Un autre tracé évoqué dans le dossier de la CPTAQ traverserait pour sa part un grand milieu humide, un cours d’eau et une plaine inondable. Il nécessiterait également le déplacement de la ligne plus haut en montagne et, du coup, modifierait davantage le paysage, selon Hydro-Québec. « Il y a des villégiateurs et, donc, on a préféré s’éloigner le plus possible des secteurs de villégiature », lit-on dans la décision de la Commission.

Hydro-Québec a par ailleurs repoussé l’échéancier prévu initialement. Le déboisement devait commencer dès l’automne 2023. « Nous prévoyons maintenant entamer les travaux en 2024 », indique Hydro-Québec.

L’électrification de la mine est une condition aux activités de NMG, selon les autorisations obtenues du gouvernement du Québec. L’entreprise évoque sur son site qu’elle pourrait devenir « la première mine à ciel ouvert entièrement électrique au monde ».

Un nouveau tracé qui éviterait complètement le territoire agricole proétégé aurait des impacts additionnels sur les milieux humides, sur la longueur de la future ligne et sur le déboisement qu'elle requerrait

 

Vice-présidente aux communications chez NMG, Julie Paquet assure que le refus de la CPTAQ « n’a pas d’impact à ce stade-ci sur l’échéancier ». Actuellement, l’entreprise se concentre sur le financement des deux projets interreliés que mène de front NMG, soit la mise en exploitation de la mine de graphite ainsi que la future usine de production de matériaux de batteries à Bécancour, que la production de la mine doit alimenter.

« On s’en va en financement pour ces deux projets conjointement », dit-elle, précisant que des investissements initiaux de 480 millions de dollars sont nécessaires au développement de la mine et de 920 millions pour l’usine de Bécancour. Le financement pourrait être fixé dès l’automne. « Dès lors, on prévoit un échéancier de construction qui devrait durer 28 mois », dit Mme Paquet.

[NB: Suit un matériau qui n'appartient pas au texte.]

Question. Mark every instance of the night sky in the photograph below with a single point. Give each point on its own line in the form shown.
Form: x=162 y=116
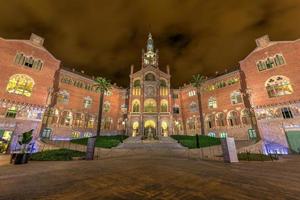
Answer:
x=105 y=37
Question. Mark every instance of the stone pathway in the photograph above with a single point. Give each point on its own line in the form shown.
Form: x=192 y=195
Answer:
x=162 y=143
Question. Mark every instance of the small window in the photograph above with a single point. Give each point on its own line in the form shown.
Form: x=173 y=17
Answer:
x=176 y=110
x=223 y=135
x=211 y=134
x=236 y=97
x=11 y=112
x=192 y=93
x=149 y=77
x=106 y=106
x=175 y=96
x=63 y=97
x=278 y=86
x=287 y=113
x=87 y=102
x=75 y=134
x=46 y=134
x=193 y=107
x=212 y=102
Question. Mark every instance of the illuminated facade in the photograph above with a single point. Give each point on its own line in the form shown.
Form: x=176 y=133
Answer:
x=261 y=98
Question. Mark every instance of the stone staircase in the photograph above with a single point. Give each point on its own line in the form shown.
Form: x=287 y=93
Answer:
x=138 y=143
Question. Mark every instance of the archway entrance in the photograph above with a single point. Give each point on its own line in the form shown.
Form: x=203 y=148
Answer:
x=149 y=129
x=164 y=128
x=135 y=128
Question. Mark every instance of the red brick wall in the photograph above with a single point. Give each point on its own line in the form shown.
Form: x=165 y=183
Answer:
x=44 y=78
x=256 y=80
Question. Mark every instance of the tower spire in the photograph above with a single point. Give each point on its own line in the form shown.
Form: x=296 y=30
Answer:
x=150 y=45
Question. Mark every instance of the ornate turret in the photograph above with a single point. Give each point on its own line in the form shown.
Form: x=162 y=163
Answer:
x=150 y=57
x=150 y=45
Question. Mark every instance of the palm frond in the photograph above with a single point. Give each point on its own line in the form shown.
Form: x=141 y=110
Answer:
x=102 y=84
x=198 y=80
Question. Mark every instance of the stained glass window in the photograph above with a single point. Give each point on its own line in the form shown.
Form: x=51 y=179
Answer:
x=20 y=84
x=278 y=86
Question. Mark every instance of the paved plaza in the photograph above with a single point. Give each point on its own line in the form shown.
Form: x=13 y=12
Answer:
x=144 y=177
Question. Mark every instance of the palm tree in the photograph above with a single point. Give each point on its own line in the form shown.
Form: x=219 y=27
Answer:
x=102 y=85
x=197 y=81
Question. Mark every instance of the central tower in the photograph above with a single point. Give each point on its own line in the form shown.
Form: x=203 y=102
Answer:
x=149 y=99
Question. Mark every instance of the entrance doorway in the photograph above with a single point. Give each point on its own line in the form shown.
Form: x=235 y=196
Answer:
x=293 y=138
x=5 y=138
x=135 y=129
x=164 y=128
x=150 y=128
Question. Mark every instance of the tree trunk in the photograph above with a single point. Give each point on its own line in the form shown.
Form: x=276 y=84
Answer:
x=100 y=113
x=200 y=112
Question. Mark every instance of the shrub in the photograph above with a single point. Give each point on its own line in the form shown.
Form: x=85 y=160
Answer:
x=56 y=155
x=103 y=141
x=256 y=157
x=190 y=141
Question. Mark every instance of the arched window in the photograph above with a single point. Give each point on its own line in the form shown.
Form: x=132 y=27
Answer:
x=149 y=77
x=150 y=105
x=163 y=105
x=176 y=109
x=233 y=118
x=177 y=126
x=107 y=123
x=163 y=88
x=193 y=107
x=66 y=118
x=245 y=117
x=212 y=102
x=220 y=119
x=87 y=102
x=55 y=116
x=136 y=105
x=210 y=121
x=278 y=86
x=20 y=84
x=90 y=121
x=106 y=106
x=223 y=135
x=211 y=134
x=11 y=112
x=63 y=97
x=78 y=120
x=191 y=124
x=136 y=87
x=236 y=97
x=287 y=113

Le projet minier Matawinie est présenté comme un « gisement de calibre mondial » qui, une fois exploité, pourrait devenir « le plus grand projet minier de graphite » en Amérique du Nord. NMG prévoit extraire annuellement 100 000 tonnes de concentré de graphite de haute pureté.

Le projet de NMG rejoint la volonté de Québec de développer la filière batteries. En février, le gouvernement a d’ailleurs annoncé un investissement de 3 millions de dollars — versé par l’intermédiaire du programme Technoclimat — pour l’implantation d’une usine de démonstration d’un procédé d’enrobage du graphite dans les installations de l’entreprise. Une somme de 600 000 dollars est également avancée par Québec pour tester un prototype de véhicule minier entièrement électrique.